不经意间余光瞄到了站在院门口一动不动的看着这边的那个男人,他瘦了,此刻的他毫无生气可言,完全是一尊行尸走肉.只有他那灼热的目光才会提醒着我他还活着,并不是行尸走肉.此时的,哪里还能看出他就是那个全身总是散发着冷酷而霸气的王爷.
我转身想进房间,这里有我不想见到的人.
“等等……”沙哑带点乞求的声音制止了我向前迈进的步伐
“王爷来找臣妾有事吗?”强压着想冲上爆打的冲动,冷冷的说.自己以为是二十一世的新人类根本不会在乎这些,可是我错了,此时听到他的声音心里好恨,那份恨难压制,稍不留神就会冲动做出连自己不都不敢想像的事来.
四周的空气仿佛在那一瞬间变的低沉而又细薄起来,使人呼吸十分不畅快.
“贝儿,一切都过去了,你父亲的事就当没发生过,我不会再追究查下去了,别再赌气了行吗?”求我?可笑……
“王爷把那些事也草草收场,就是为了今天?不过牺牲似乎大了点吧!”好不负责任的男人啊,林家的案子,红儿的案子,还有那死的不明不白的合欢的案子,哪件不是搞的惊天动地的?现在却说为了我要放手……当我是什么?这顶帽子我带不起,更没能力去沉受后面的那些哀怨和怒骂.
如果他的话传出去,只怕那时我就成了祸害国家的妖精了.
“我累了,王爷回去吧.”短短的两句话,我知道他的脸色不会好看到哪去,不过已经跟我无关了,明天这个世界将不会有林贝儿这个人存在了.

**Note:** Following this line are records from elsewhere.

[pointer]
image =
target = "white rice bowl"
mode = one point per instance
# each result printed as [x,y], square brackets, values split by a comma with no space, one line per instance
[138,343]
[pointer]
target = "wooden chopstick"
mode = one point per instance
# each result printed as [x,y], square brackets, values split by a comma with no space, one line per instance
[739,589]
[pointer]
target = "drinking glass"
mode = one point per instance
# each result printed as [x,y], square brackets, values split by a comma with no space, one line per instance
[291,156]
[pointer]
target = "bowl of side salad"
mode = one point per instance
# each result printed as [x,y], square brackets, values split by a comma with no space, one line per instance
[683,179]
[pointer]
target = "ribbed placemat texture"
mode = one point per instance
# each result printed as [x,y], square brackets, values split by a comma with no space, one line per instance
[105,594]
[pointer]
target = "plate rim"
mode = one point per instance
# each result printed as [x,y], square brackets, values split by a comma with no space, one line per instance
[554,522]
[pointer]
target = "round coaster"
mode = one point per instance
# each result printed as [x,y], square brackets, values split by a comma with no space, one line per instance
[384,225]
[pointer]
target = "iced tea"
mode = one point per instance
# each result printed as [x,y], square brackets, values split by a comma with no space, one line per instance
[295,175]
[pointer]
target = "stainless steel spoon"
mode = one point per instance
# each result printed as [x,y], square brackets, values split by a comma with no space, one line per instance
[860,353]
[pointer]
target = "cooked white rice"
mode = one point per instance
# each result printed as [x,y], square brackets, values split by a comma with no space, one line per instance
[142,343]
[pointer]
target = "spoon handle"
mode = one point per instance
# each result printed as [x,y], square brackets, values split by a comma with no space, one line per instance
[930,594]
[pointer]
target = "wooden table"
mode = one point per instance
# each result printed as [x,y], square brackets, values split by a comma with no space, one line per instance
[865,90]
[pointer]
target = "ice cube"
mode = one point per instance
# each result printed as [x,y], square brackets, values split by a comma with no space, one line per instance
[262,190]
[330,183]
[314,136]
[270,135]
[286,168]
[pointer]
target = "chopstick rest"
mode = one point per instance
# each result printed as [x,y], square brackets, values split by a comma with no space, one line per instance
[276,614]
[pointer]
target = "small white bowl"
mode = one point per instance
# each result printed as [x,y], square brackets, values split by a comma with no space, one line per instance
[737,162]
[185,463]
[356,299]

站在冷清的街道上,不敢相信我已经离开王府了,就这样大摇大摆的从后门走出来了,一项戒备森严的夜阑居今天竟然连个人影都没看见,自己想的无数种靠近后门的理由一个都没用上,那后门的四个守卫也不知了去向,就算交接班也不可能这样吧.一切都那么的不可思议.算了不想了,能出来就好,先找个不起的眼店住一晚,明天一早再出城了.
这漆黑的街道怎么看都觉得阴森,想到这脚不由自主的加快了速度,前面的亮光的地方应该是客店了.